What is the Top K Frequent Elements Problem?

In this problem, we have to find the K most frequent elements in an array. In other words, given an array of integers, the task is to identify the K elements that occur most frequently in the array.

Let us understand it with an example:

Array = [1,1,1,2,2,3,4]
K = 2
Output = [1,2]

Element 1 appears 3 times and 2 appears 2 times, these both are the most occurring elements:

Example of top k frequent elements

Hashmap Approach to Solve It

In the Hashmap approach, we will use a hashmap to store the frequency of each element present in the array, so that we can count the occurrence of each element.

Steps to solve the problem using this approach:

  • Firstly we will declare an unordered map to store the frequency of all elements present in the array and run a loop to count the occurrence of each element.
unordered map to store the frequency
  • Now we will convert the hashmap into a vector of pairs for easier sorting using a custom comparator.
convert the hashmap into a vector
  • Now we will Sort the vector of pairs based on the second element in descending order
  • Now we will Extract the top k frequent elements using a loop on the vector of pairs and iterating it for k times.
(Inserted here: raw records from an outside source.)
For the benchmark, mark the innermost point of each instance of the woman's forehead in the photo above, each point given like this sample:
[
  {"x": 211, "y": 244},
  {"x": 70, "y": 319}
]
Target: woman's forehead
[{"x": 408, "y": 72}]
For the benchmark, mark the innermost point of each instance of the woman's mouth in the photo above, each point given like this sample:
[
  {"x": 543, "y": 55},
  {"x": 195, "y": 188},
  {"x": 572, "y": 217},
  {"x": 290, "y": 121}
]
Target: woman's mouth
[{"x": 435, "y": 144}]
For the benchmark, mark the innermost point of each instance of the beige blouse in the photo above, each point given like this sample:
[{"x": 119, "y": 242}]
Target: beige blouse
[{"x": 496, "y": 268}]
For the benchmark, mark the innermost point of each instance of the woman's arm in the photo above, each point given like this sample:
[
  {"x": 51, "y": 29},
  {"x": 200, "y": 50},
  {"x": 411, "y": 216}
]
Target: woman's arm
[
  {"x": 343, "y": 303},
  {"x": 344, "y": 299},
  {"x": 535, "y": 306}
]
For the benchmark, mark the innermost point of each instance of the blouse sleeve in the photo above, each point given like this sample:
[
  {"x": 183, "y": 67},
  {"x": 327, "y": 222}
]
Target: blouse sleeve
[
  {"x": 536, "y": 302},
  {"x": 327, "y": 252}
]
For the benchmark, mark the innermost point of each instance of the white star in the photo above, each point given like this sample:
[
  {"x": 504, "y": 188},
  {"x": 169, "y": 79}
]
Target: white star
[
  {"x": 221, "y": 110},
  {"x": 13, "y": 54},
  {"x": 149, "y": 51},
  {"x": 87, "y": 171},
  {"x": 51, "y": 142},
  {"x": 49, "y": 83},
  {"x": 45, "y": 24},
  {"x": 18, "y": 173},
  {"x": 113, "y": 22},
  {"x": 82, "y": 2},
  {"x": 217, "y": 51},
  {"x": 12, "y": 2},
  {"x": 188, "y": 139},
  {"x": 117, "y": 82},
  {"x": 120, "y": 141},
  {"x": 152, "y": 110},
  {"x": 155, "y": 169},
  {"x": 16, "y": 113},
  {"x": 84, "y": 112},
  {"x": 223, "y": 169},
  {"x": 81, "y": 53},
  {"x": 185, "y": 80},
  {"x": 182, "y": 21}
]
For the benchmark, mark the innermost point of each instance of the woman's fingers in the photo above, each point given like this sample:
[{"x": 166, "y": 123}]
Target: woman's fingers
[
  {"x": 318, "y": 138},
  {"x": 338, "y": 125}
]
And push it into our vector.

C++ Code

Below is the C++ program to find the Top K Frequent Elements in an Array using Hashmap approach:

#include<bits/stdc++.h>
using namespace std;

// Function to compare pairs based on the second element (frequency)
static bool cmp(const pair<int, int>& a, const pair<int, int>& b) {
    return a.second > b.second;
}

// Function to find the top k frequent elements in the array
vector<int> topKFrequent(vector<int>& nums, int k) {
    // Vector to store the result
    vector<int> ans;
    
    // Hash map to store the frequency of each number in the array
    unordered_map<int, int> mp;

    // Step 1: Count the frequency of each number in the array
    for (int i = 0; i < nums.size(); i++) {
        mp[nums[i]]++;
    }

    // Convert the hash map to a vector of pairs for easier sorting
    vector<pair<int, int>> freqVec(mp.begin(), mp.end());

    // Step 2: Sort the vector of pairs based on the second element (frequency)
    sort(freqVec.begin(), freqVec.end(), cmp);

    // Step 3: Extract the top k frequent elements
    for (int i = 0; i < k; i++) {
        ans.push_back(freqVec[i].first);
    }

    // Return the result vector
    return ans;
}

// Main function
int main() {
    // Input array and value of k
    vector<int> nums = {1, 1, 1, 2, 2, 3, 4};
    int k = 2;

    // Call the function to find the top k frequent elements
    vector<int> result = topKFrequent(nums, k);

    // Print the result
    cout << "Top " << k << " frequent elements: ";
    for (int num : result) {
        cout << num << " ";
    }

    // Return 0 to indicate successful completion
    return 0;
}

Java Code

We can also implement it in Java as well:

import java.util.*;

public class TopKFrequentElements {

    // Function to compare pairs based on the second element (frequency)
    static class PairComparator implements Comparator<Map.Entry<Integer, Integer>> {
        public int compare(Map.Entry<Integer, Integer> a, Map.Entry<Integer, Integer> b) {
            return b.getValue().compareTo(a.getValue());
        }
    }

    // Function to find the top k frequent elements in the array
    public static int[] topKFrequent(int[] nums, int k) {
        // Map to store the frequency of each number in the array
        Map<Integer, Integer> frequencyMap = new HashMap<>();

        // Step 1: Count the frequency of each number in the array
        for (int num : nums) {
            frequencyMap.put(num, frequencyMap.getOrDefault(num, 0) + 1);
        }

        // Convert the map to a list of entries for easier sorting
        List<Map.Entry<Integer, Integer>> freqList = new ArrayList<>(frequencyMap.entrySet());

        // Step 2: Sort the list of entries based on the second element (frequency)
        freqList.sort(new PairComparator());

        // Step 3: Extract the top k frequent elements
        int[] result = new int[k];
        for (int i = 0; i < k; i++) {
            result[i] = freqList.get(i).getKey();
        }

        // Return the result array
        return result;
    }

    // Main function
    public static void main(String[] args) {
        // Input array and value of k
        int[] nums = {1, 1, 1, 2, 2, 3, 4};
        int k = 2;

        // Call the function to find the top k frequent elements
        int[] result = topKFrequent(nums, k);

        // Print the result
        System.out.print("Top " + k + " frequent elements: ");
        for (int num : result) {
            System.out.print(num + " ");
        }
    }
}

Python Code

The Hashmap approach can be implemented with Python as well:

from typing import List
from collections import Counter

# Function to find the top k frequent elements in the array
def top_k_frequent(nums: List[int], k: int) -> List[int]:
    # Step 1: Count the frequency of each number in the array
    freq_map = Counter(nums)

    # Step 2: Convert the Counter to a list of tuples for easier sorting
    freq_list = list(freq_map.items())

    # Step 3: Sort the list of tuples based on the second element (frequency)
    freq_list.sort(key=lambda x: x[1], reverse=True)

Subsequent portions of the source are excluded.